It is springtime. At least that is what I hear but the heat is still on. The weekend was cold and it just feels all damp and clammy. This is not spring. This is still winter.
And I am in the winter funk.
The long winter, or it seemed that way because of more cold and dreary days, did not offer me any inspiration. Even with all the time and toys to do whatever came to mind, nothing came to mind. Hours spent reading other’s works and ideas and observing old film clips and music videos did nothing to motivate me.
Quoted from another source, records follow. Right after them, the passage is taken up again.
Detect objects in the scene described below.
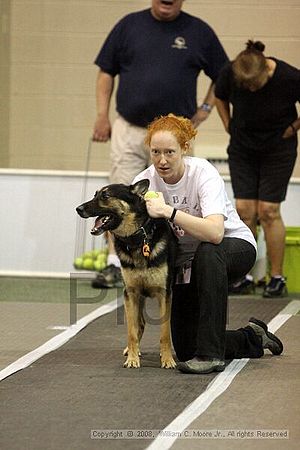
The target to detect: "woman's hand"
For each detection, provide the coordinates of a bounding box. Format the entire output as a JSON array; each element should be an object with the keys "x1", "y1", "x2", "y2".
[
  {"x1": 145, "y1": 193, "x2": 224, "y2": 244},
  {"x1": 282, "y1": 124, "x2": 297, "y2": 139},
  {"x1": 144, "y1": 193, "x2": 173, "y2": 219}
]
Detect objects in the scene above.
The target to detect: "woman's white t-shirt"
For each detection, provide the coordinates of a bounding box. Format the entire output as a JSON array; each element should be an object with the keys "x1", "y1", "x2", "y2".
[{"x1": 133, "y1": 156, "x2": 257, "y2": 265}]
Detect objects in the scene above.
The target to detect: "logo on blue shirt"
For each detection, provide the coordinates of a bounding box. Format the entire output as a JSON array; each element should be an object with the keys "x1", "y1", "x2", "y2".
[{"x1": 172, "y1": 37, "x2": 187, "y2": 50}]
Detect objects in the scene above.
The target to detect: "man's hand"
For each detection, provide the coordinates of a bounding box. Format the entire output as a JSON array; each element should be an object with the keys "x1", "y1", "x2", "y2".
[
  {"x1": 93, "y1": 71, "x2": 114, "y2": 142},
  {"x1": 191, "y1": 108, "x2": 211, "y2": 128},
  {"x1": 93, "y1": 115, "x2": 111, "y2": 142}
]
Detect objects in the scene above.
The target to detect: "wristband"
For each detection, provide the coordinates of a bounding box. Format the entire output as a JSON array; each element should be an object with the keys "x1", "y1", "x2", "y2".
[
  {"x1": 169, "y1": 208, "x2": 177, "y2": 222},
  {"x1": 199, "y1": 103, "x2": 212, "y2": 113},
  {"x1": 290, "y1": 123, "x2": 297, "y2": 134}
]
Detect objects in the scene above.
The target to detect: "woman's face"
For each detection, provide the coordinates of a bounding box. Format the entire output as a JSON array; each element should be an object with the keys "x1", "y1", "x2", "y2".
[{"x1": 149, "y1": 130, "x2": 186, "y2": 184}]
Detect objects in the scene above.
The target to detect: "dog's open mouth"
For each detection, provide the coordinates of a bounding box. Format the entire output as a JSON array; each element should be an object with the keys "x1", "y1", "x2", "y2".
[{"x1": 91, "y1": 215, "x2": 112, "y2": 235}]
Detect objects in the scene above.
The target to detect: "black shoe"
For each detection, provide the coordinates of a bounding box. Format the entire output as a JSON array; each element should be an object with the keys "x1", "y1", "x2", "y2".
[
  {"x1": 263, "y1": 276, "x2": 287, "y2": 298},
  {"x1": 248, "y1": 317, "x2": 283, "y2": 355},
  {"x1": 177, "y1": 357, "x2": 225, "y2": 374},
  {"x1": 91, "y1": 264, "x2": 123, "y2": 288},
  {"x1": 256, "y1": 277, "x2": 267, "y2": 288},
  {"x1": 229, "y1": 276, "x2": 255, "y2": 295}
]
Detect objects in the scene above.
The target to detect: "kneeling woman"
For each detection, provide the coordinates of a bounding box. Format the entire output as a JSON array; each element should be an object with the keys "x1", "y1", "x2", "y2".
[{"x1": 133, "y1": 113, "x2": 283, "y2": 374}]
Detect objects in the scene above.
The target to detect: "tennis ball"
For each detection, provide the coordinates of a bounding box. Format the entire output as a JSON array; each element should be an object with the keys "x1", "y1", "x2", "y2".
[
  {"x1": 94, "y1": 260, "x2": 105, "y2": 271},
  {"x1": 73, "y1": 257, "x2": 83, "y2": 269},
  {"x1": 82, "y1": 258, "x2": 94, "y2": 270},
  {"x1": 82, "y1": 251, "x2": 94, "y2": 260},
  {"x1": 91, "y1": 249, "x2": 100, "y2": 259},
  {"x1": 96, "y1": 254, "x2": 106, "y2": 264},
  {"x1": 144, "y1": 191, "x2": 159, "y2": 199}
]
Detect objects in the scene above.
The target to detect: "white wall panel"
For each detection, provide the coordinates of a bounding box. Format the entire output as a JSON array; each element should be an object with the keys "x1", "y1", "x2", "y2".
[{"x1": 0, "y1": 170, "x2": 299, "y2": 275}]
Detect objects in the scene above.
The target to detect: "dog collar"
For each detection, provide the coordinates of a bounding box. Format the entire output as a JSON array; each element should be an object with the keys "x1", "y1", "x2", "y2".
[{"x1": 115, "y1": 218, "x2": 156, "y2": 255}]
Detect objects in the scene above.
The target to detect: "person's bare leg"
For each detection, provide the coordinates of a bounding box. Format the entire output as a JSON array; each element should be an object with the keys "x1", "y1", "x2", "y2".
[
  {"x1": 235, "y1": 199, "x2": 258, "y2": 238},
  {"x1": 258, "y1": 201, "x2": 285, "y2": 276},
  {"x1": 91, "y1": 232, "x2": 122, "y2": 288},
  {"x1": 106, "y1": 232, "x2": 121, "y2": 267},
  {"x1": 107, "y1": 232, "x2": 117, "y2": 256},
  {"x1": 228, "y1": 199, "x2": 258, "y2": 293}
]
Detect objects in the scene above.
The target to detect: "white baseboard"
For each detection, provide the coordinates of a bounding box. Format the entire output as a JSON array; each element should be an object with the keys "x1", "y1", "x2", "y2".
[
  {"x1": 0, "y1": 270, "x2": 96, "y2": 279},
  {"x1": 0, "y1": 270, "x2": 72, "y2": 279}
]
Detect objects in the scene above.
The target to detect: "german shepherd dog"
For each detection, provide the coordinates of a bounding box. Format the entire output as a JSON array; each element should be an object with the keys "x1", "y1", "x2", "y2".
[{"x1": 76, "y1": 179, "x2": 177, "y2": 369}]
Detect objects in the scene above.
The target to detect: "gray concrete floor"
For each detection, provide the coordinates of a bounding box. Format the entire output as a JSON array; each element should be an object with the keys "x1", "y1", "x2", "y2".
[{"x1": 0, "y1": 277, "x2": 299, "y2": 450}]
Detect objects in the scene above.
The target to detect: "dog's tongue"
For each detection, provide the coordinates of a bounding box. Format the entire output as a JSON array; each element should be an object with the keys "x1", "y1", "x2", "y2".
[
  {"x1": 91, "y1": 217, "x2": 105, "y2": 235},
  {"x1": 91, "y1": 216, "x2": 110, "y2": 235}
]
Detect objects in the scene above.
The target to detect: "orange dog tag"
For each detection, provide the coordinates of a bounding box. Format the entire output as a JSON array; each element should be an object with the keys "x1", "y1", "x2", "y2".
[{"x1": 142, "y1": 243, "x2": 151, "y2": 257}]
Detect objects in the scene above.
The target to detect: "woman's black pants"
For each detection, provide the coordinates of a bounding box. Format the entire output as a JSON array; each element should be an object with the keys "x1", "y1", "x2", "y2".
[{"x1": 171, "y1": 238, "x2": 263, "y2": 361}]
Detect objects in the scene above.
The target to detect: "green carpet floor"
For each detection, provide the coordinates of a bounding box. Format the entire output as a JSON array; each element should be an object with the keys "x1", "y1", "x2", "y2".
[
  {"x1": 1, "y1": 276, "x2": 299, "y2": 312},
  {"x1": 0, "y1": 276, "x2": 118, "y2": 304}
]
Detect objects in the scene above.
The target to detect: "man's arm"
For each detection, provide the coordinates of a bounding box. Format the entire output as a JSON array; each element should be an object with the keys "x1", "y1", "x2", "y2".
[
  {"x1": 190, "y1": 82, "x2": 216, "y2": 128},
  {"x1": 93, "y1": 70, "x2": 115, "y2": 142}
]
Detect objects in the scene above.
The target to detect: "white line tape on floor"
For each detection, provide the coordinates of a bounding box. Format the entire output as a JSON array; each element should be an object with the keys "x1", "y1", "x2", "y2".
[
  {"x1": 0, "y1": 297, "x2": 122, "y2": 382},
  {"x1": 146, "y1": 300, "x2": 300, "y2": 450}
]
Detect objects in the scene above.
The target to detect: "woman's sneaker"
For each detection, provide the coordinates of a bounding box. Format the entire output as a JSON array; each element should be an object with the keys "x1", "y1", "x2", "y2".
[
  {"x1": 91, "y1": 264, "x2": 123, "y2": 288},
  {"x1": 229, "y1": 276, "x2": 255, "y2": 295},
  {"x1": 263, "y1": 276, "x2": 287, "y2": 298},
  {"x1": 177, "y1": 357, "x2": 225, "y2": 374},
  {"x1": 248, "y1": 317, "x2": 283, "y2": 355}
]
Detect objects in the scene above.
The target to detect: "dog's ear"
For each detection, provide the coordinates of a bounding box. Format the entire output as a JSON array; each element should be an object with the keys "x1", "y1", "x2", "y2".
[{"x1": 130, "y1": 179, "x2": 150, "y2": 196}]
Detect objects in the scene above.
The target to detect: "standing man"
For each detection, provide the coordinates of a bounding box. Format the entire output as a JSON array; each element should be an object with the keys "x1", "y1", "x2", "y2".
[{"x1": 92, "y1": 0, "x2": 228, "y2": 288}]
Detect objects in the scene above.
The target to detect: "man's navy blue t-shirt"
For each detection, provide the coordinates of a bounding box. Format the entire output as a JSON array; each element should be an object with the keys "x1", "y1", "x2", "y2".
[{"x1": 95, "y1": 9, "x2": 228, "y2": 127}]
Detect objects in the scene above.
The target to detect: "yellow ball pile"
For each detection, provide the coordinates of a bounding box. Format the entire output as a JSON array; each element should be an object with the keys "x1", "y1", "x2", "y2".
[{"x1": 73, "y1": 248, "x2": 108, "y2": 271}]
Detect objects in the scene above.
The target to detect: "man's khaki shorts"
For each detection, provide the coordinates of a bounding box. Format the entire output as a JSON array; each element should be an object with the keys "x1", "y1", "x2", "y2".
[{"x1": 109, "y1": 115, "x2": 150, "y2": 184}]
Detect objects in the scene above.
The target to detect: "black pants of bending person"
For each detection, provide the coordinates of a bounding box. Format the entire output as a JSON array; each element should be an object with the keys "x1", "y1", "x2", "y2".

Even with heat and massive amounts of coffee, night would become day and day would become night and it all seemed the same. Walking from the kitchen to the office to the bathroom to the bedroom was all the exercise of the day. Only storing enough food for a few days, there were constant rides to the local grocery, even in the snow, but it was never enough to wear me out.
The winter is very quiet. No lawnmowers or children’s voices or birds or motorcycles fill the air. Only snow and dark shadows welcome everyday and fade to darkness at night. An empty house has its own sounds and alone every sound is an adventure in terror.
The voices are louder in the winter months. The voices keep awake at night and tell you things you try to forget. The voices speak from the past, the present, and a possible future. The voices remind what you already know and forecast the inevitable.
Your only company is your neighbors. You feed them everyday to make sure they come by and visit. You speak to them but they do not understand. They clean their plates and leave their trash, yet you repeat the process everyday.
So the calendar says it is springtime and everyone awakens from the winter blahs. That is everyone but me. While they gather under semi-sunshine to rake the remains of winter and start anew, I will wake only to sleep again.
My parents used to call it gumption. The get-up-and-go that seems to have got-up-and-went doesn’t wake me long enough during the day to do what needs to be done. I logically know and understand what needs to be done but just don’t do it.
As a youth, I was a night owl. I can blame it on being a teen but for whatever reasons then I would stay up past bedtime and read or draw or listen to music into the wee hours of the morning. This behavior probably helped my late night carousing but didn’t help my attention span in school.
Today looked like a good day. The temperatures rose and the sun came out. The birds were even singing, but I slept through it.
Not entirely, for I woke up around sunrise and had my coffee and checked my emails in my usual routine but the mind and body said go back to bed and I followed the commands.
I awoke again at 3PM, more refreshed but the day had past me by. I still caught a brief glimpse of spring but missed a wonderful day. The neighbors scowled me for being late with the open buffet and Al even got tired and wandered off early. I didn’t wash the dishes. I didn’t take out the trash.It seems like today was a beautiful day and I missed it.